I would make a special trip to visit Cave City. Reminds me of stops along the way when I was a kid. Not sure my grandkiddos would enjoy it like I did, but who knows. LOL, I would be happy if they always remembered ‘the strange place Oma took us to visit’.
sussi, you sound like my kind of grandma! your grandkids would LOVE it!
Good post. Good photos. Good words.
Thank you.
My family loves traveling to see quirky roadside attractions like these, but mostly we stay on the East Coast. We have a blog,“Go BIG or Go Home,” which chronicles what happens when our small-town family visits the “world’s largest”…whatever!
What no pic’s from the lift? Your blog is going to my spam again, so I just opened this. Missed you last week.
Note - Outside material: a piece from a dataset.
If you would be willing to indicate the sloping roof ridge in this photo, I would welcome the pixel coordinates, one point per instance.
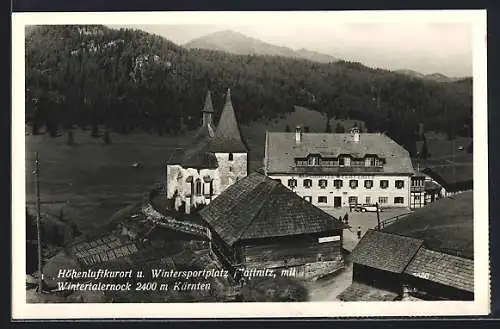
(243, 193)
(257, 213)
(399, 235)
I write a column for Kentucky Monthly magazine called “Kentucky A to Z.” Every month, my editor chooses a town at random and I get 24 hours to travel there and find a story. You would be amazed by the number of similar ghost towns I’ve come across in my travels. Some of these towns are so far gone, people in nearby communities don’t even recognize the name of the town despite the fact that it is still on a Kentucky map. And I’ve noticed several abandoned Pizza Huts with a new location built next door or across the street. It is so wasteful!
“Dinosaur World, Guntown Mountain, Kentucky Action Park, Mammoth Cave, various souvenir shops, and fast foods joints are among the businesses that are still in operation. And maybe they will survive another decade if they capitalize on their strengths.”
I enjoyed this post, but I feel like I had to point something out. You list mammoth cave among all of the other roadside attractions in the area. Mammoth Cave is part of the large Mammoth Cave National Park. The cave itself is the largest known cave system in the world. It is still highly visited every year. It is hardly a tourist trap/roadside attraction like the other places you have listed.
buk,
you are correct, of course. thank you for pointing that out.